Perhaps the strangest book event I’ve yet attended began on Saturday at Sweeney Todd’s Barber Shop in Hollywood. Shortly after 2 p.m., a 1950s-era hot rod pulled to the curb on Hollywood Boulevard, disgorging the legendary writer and iconoclast Harlan Ellison, accompanied by a pair of greasers in full leathers.
At 79, Ellison has been a fixture in Los Angeles for more than half a century, cranking out such diverse works as fiction, teleplays and comic books. His 1967 anthology “Dangerous Visions” — featuring original stories by Robert Silverberg, Theodore Sturgeon, J.G. Ballard, Norman Spinrad, Roger Zelazny and Samuel R. Delany — is among the most important science fiction books ever published; his groundbreaking TV criticism for the old Los Angeles Free Press was collected in “The Glass Teat” and “The Other Glass Teat.”
Ellison wrote the “Star Trek” episode “The City on the Edge of Forever,” and created characters by which James Cameron’s “Terminator” franchise was inspired. Before all that, though, he wrote about urban street gangs in the early novel “Web of the City” and a series of stories (most notoriously one titled “Sex Gang”) that were published under a variety of pseudonyms.
The event on Saturday was for a reissue of these stories, in two volumes — “Pulling a Train” (158 pages, $14.95 paper) and “Getting in the Wind” (174 pages, $14.95 paper) — from the Brooklyn-based Kicks Books. For the last year or so, Kicks has staked out its own odd corner of what we might call American trash culture, publishing Kim Fowley, Nick Tosches and Sun Ra in paperbacks with lurid covers, an homage to 1950s pulps.

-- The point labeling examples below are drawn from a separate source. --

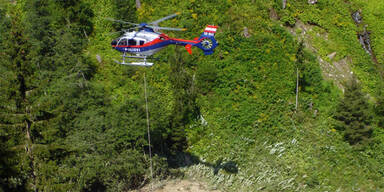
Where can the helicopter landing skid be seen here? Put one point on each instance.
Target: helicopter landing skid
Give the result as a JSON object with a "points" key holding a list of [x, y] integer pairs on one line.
{"points": [[142, 63]]}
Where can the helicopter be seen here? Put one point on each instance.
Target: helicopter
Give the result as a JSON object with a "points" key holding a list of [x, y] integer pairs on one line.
{"points": [[146, 40]]}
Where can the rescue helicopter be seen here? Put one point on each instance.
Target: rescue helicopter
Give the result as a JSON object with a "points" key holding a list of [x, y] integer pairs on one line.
{"points": [[146, 40]]}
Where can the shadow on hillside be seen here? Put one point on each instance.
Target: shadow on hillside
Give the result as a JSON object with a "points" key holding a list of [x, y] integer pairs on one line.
{"points": [[186, 159]]}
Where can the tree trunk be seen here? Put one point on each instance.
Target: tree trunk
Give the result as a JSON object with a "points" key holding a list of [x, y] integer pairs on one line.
{"points": [[297, 89], [138, 4], [284, 3]]}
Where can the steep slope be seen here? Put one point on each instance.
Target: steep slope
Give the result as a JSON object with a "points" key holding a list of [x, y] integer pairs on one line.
{"points": [[229, 118]]}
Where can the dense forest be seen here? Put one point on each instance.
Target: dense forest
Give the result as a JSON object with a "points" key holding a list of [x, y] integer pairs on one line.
{"points": [[291, 100]]}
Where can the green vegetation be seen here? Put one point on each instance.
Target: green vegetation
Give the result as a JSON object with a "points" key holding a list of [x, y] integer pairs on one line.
{"points": [[71, 119], [354, 116]]}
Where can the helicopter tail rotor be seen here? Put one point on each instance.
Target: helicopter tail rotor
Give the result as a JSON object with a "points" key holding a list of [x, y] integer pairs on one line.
{"points": [[207, 40]]}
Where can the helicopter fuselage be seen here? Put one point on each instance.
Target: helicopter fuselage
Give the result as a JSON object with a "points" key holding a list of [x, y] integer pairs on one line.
{"points": [[147, 43]]}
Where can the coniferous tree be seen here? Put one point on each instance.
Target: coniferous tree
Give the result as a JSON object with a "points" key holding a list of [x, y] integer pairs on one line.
{"points": [[185, 108], [354, 116]]}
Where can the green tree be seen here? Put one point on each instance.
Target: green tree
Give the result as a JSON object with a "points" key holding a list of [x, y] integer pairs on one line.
{"points": [[185, 108], [354, 116]]}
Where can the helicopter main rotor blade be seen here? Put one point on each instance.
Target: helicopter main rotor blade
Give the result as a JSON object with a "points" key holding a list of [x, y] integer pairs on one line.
{"points": [[120, 21], [167, 28], [164, 18]]}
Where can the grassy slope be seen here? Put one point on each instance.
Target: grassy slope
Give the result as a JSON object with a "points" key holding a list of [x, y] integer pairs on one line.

Ellison’s gang stories fit right in, with their punchy style and graphic substance: “She took him like Attila took Asia,” he writes in “A Blue Note For Bayou Betty.” “By storm, by conquest, by brutality. She descended on him and used him, and he was whipped like a dog.” At the same time, they’re an important reclamation project, having been out of print for more than 50 years.
The haircut was a stunt, of course, meant to draw attention to a reading and signing down the block at La Luz De Jesus Gallery and Soap Plant. For a while, it seemed as if Ellison wouldn't make it; sitting in the barber chair, joking with old friends while his fans watched through the shop’s front window, he was in classic form.
“This will be the second hardest signing I ever did,” he said. “The first hardest was in San Francisco when I had shingles. They wrapped me in Saran Wrap and I sat in the front of a bookstore itching like crazy for eight hours.”
Later, he pulled a switchblade from his pocket and held it up as people snapped his photo.
As it turned out, Ellison never did read, exactly, even after he led a makeshift parade down the block to La Luz. Introduced by Patton Oswalt — who called him “the Judith Krantz of science fiction” — he riffed for 45 minutes on a variety of subjects, beginning with his hatred of the digital world.
“The great curse of coming out and appearing in public,” he announced, “is that everything you say will end up on one of these disgusting handheld devices” — although this didn’t stop him from saying whatever was on his mind.
“I’ll answer any question you have. I have no secrets,” he promised, before offering digressions on the late performance artist Brother Theodore and the need to protect oneself against stalkers, which led to a simple declaration on his relationship to the cosmos: “That’s why I’m an atheist, because if there is a God, clearly he or she ain’t watching.”
Toward the end of the afternoon, jut before Ellison was ushered to a table where 100 or so fans waited to have books signed, someone asked for his opinion of Philip K. Dick, another California writer who transformed science fiction in the 1960s, and whom Ellison published in “Dangerous Visions,” as well.
“What you’re asking,” Ellison answered, “is really two questions: What I think of him as a writer and what I think of him as a human being. As a writer, he was one of the great innovators. He was sweet, man, an absolutely individual talent, and I admired at least 80% of what he wrote. As an atheist, I had a lot of trouble with his spiritual stuff; it is to me a gritty world. As for the human being, it’s an entirely different answer. When he wanted to be charming, he could be.”
Ellison paused, looking into the audience, as if trying to decide about something. Then, he went on in a very different tone.
“I shouldn’t say this. You know what? I’m not going to answer. It doesn’t matter what I think. He could do you a solid or be a very unpleasant person. Like Frank Sinatra. Or God. God … one day, he’ll let you win the lottery and the next? Colon cancer. And Phil, like God or Frank Sinatra — they’re all deities.”